On June 23, the first AI capability assessment report for the college entrance examination (Gaokao) application scenario, "Gaokao AI Assessment Benchmark," was released. The report was independently completed by Yousong Lab, with the Qwen Gaokao application agent as the evaluation subject. The results show that Qwen's performance has reached the level of human application consultants, and it has advantages in stability, accuracy, structured expression, and efficiency.

Yousong Lab is an independent research team focused on artificial intelligence and educational decision-making research. It has long been concerned with large model capability assessment, AI applications in educational scenarios, and issues related to information, cognition, and decision-making in students' academic advancement choices. Its research findings have been adopted by many universities and research institutions. The released assessment benchmark aims to establish a public, reproducible, and scalable evaluation framework for the rapidly emerging Gaokao application AI products, clarifying the task boundaries AI can undertake at this stage.
Considering that the Qwen Gaokao Agent is built on Alibaba's 8 years of Gaokao service data and experience, it has industry representativeness in product form, data accumulation, and user coverage, so the report selected it as the first evaluation subject. The human control group consisted of 53 application consultants, with an average of 4.6 years of working experience.
The assessment covered four stages: basic facts and rules of Gaokao applications, simulated application filling, open consultation, and application recommendation reports, corresponding to the main process for students and parents when filling out applications, from researching information and understanding rules to planning schemes and making decisions.
The results showed that Qwen answered all 44 objective questions correctly, achieving a 100% accuracy rate, while the average correct rate of human consultants was 89.3%. In simulated application filling, Qwen's plan included 6 acceptable applications, without any explicit preference violations, and it hit the optimal result of post-evaluation. On average, human consultants provided 5.3 acceptable applications. In open consultation, in 100 anonymous comparisons, experts preferred the Qwen version 58 times, with a "directly displayable" rate of 56.0%, higher than the 33.0% of human consultants. Experts considered Qwen more stable in professional path breakdown, risk warnings, and clarity of expression.
The report concluded that within the scope of the assessment tasks, Qwen's performance has reached the level of senior human consultants, especially showing advantages in stability, accuracy, structured expression, and response efficiency.

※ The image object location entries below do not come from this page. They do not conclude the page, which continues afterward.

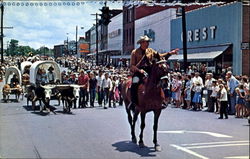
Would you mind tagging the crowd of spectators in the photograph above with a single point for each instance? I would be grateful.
(195, 90)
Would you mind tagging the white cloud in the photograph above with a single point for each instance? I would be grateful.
(37, 26)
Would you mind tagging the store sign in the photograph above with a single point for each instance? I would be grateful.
(150, 33)
(245, 46)
(115, 33)
(200, 34)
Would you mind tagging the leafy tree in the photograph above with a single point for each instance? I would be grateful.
(13, 47)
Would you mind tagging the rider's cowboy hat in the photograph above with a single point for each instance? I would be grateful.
(51, 68)
(143, 38)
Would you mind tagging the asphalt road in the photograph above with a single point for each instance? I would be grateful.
(96, 133)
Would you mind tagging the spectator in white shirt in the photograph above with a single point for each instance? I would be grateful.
(208, 86)
(100, 92)
(223, 100)
(107, 87)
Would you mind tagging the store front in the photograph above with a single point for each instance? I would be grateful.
(214, 37)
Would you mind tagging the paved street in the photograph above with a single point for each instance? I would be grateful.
(97, 133)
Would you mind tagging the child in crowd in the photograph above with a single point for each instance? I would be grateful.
(215, 90)
(223, 102)
(240, 101)
(187, 92)
(197, 96)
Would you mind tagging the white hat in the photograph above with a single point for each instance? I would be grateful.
(143, 38)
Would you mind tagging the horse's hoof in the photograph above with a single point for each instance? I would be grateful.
(157, 148)
(141, 145)
(134, 140)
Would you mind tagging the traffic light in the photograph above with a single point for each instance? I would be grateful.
(105, 16)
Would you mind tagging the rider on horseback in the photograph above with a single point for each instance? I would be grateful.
(141, 60)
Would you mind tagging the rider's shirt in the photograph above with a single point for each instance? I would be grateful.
(138, 54)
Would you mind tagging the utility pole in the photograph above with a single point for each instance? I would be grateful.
(76, 38)
(96, 30)
(2, 8)
(184, 37)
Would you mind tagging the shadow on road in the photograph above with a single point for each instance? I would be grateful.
(41, 113)
(128, 146)
(9, 101)
(29, 108)
(62, 112)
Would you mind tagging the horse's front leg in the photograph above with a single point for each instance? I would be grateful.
(157, 114)
(132, 122)
(141, 143)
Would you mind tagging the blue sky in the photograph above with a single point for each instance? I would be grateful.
(37, 26)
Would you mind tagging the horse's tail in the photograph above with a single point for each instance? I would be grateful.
(125, 92)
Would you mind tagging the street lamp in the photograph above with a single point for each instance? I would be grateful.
(67, 52)
(76, 38)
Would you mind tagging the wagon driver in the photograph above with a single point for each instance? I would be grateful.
(141, 60)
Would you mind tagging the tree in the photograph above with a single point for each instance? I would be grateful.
(24, 50)
(13, 47)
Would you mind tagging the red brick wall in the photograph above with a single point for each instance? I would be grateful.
(144, 11)
(246, 38)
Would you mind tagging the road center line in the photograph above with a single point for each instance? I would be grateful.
(189, 151)
(211, 143)
(238, 157)
(211, 146)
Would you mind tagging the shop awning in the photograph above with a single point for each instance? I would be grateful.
(120, 57)
(91, 54)
(201, 54)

However, the report also pointed out that the value of human consultants remains irreplaceable. Especially in topics such as income expectations and employment judgment, which require careful calibration based on individual circumstances, consultants can provide more practical advice. In scenarios such as parent-child communication and value trade-offs, AI solutions with complete structures cannot replace human communication and judgment.
The report suggests that AI is more suitable for efficiently completing information verification, data organization, and initial screening of plans, while consultants can focus more on family communication, value trade-offs, and personalized judgments. Only through complementarity can the application process improve accuracy and better meet the actual needs of students and their families.